Also, I'll add a link to
[http://wsprnet.org/drupal/wsprnet/map](http://wsprnet.org/drupal/wsprnet/map)
. Essentially this shows the transmitter and receiver locations for low power
beacons, which might give you a sense of what HF propogation looks like. It
will vary according to the time of day and solar conditions.

------
bloomer
Useful description from the documentation about what is new about this as
amateur packet radio has a long history.

The NPR protocol is designed to transfer IP data over radio links, in a
bidirectional way (single frequency). This protocol is in the middle between
old packet radio (AX.25) and HSMM-Hamnet with Wifi equipment.
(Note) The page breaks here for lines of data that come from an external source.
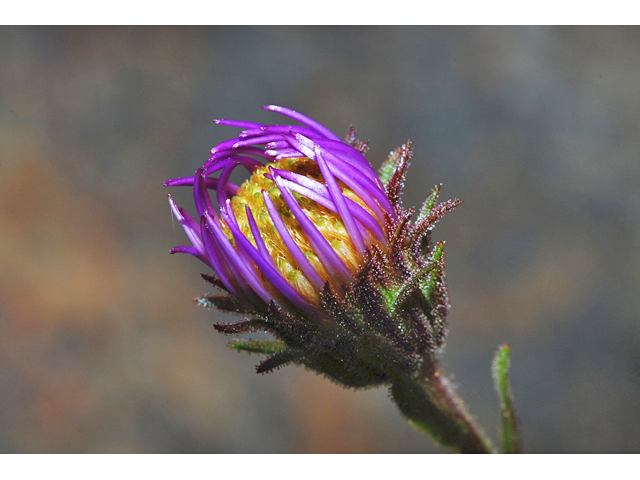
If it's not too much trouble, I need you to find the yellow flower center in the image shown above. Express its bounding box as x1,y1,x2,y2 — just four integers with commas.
222,157,370,303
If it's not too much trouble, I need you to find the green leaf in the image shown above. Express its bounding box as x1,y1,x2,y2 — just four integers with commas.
492,345,521,453
229,340,286,355
416,184,442,224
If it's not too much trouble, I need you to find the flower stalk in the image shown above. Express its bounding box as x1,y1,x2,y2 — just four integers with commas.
391,359,495,453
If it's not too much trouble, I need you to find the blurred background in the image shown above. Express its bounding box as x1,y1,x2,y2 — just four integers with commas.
0,27,640,453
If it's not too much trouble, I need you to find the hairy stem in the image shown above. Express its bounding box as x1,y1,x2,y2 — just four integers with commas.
391,358,495,453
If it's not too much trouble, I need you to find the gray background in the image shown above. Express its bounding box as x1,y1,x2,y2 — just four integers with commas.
0,27,640,452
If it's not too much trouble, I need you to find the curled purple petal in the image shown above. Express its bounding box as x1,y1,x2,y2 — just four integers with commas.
262,105,340,141
163,177,240,196
262,190,324,289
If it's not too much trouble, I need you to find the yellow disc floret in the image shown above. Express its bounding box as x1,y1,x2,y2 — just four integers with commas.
223,157,376,303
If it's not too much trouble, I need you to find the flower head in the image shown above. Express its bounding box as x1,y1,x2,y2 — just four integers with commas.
165,105,459,386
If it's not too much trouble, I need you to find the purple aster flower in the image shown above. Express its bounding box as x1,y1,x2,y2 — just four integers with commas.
165,105,396,314
165,105,516,451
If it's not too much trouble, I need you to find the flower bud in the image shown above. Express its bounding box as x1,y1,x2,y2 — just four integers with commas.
165,105,460,387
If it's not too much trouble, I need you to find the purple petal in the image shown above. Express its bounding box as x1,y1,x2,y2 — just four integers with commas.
200,216,251,303
207,212,275,305
226,204,316,311
193,168,215,217
218,162,238,219
262,190,324,289
169,245,211,266
163,177,240,196
204,213,273,305
315,147,366,255
233,133,282,149
214,118,264,128
272,169,387,244
169,195,209,258
273,172,351,281
287,134,393,222
239,125,321,138
262,105,340,140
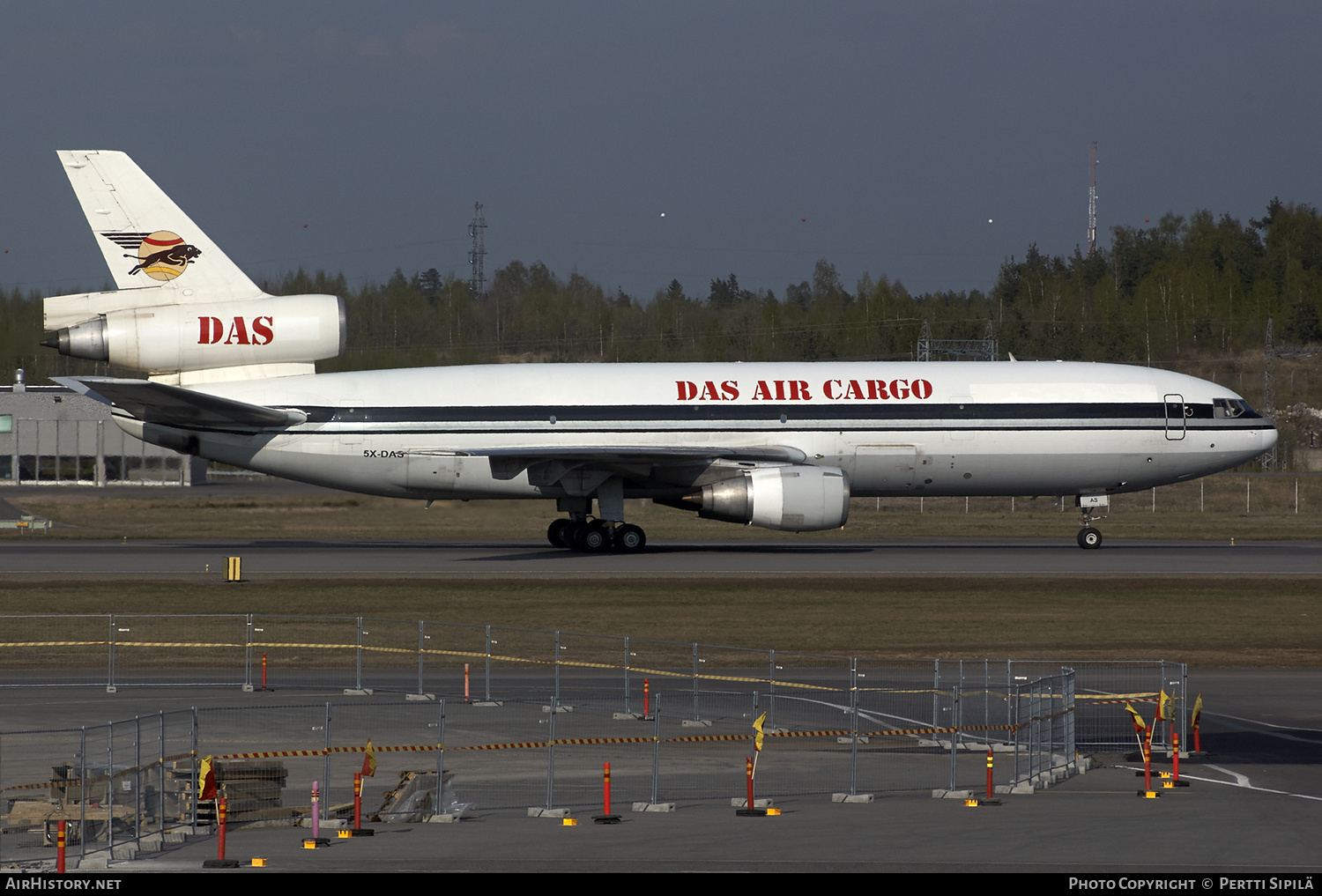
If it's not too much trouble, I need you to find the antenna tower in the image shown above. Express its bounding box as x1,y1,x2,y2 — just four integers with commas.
1263,317,1277,470
468,203,486,299
1088,140,1097,255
This protocol is
designed by a HAM for HAMs. The project is 100% open source : specification,
software, PCB.

This solution is complementary to HSMM-Hamnet (which uses Wifi equipments), on
lower frequencies 70cm). Radio links on 70cm band is much more robust to
obstacles. The data-rate available is also much smaller, but yet useable. We
can achieve several hundreds of kbps. The protocol is designed for “point to
multipoint” topology, with 1 central relay (called Master) and several clients
around.

------
nickysielicki
I wonder if IP is really the right decision. AX25 isn't the bottleneck with
existing packet radio, and because it's made for hams, it makes it easy to be
sure that you're really within your license requirements. ie: identification.
It's also difficult to accidentally send encrypted messages over AX25, whereas
on IP you have to really watch Wireshark and make sure you're not doing
something wrong. It's also not as chatty, which is a real concern when you
have a mesh network and someone is hearing you better than you're hearing them
--- it could get really messy without coordination. That being said, this is a
very exciting project. I'd love to see packet radio make some progress since
the 80s (outside of just repurposing 802.11 gear).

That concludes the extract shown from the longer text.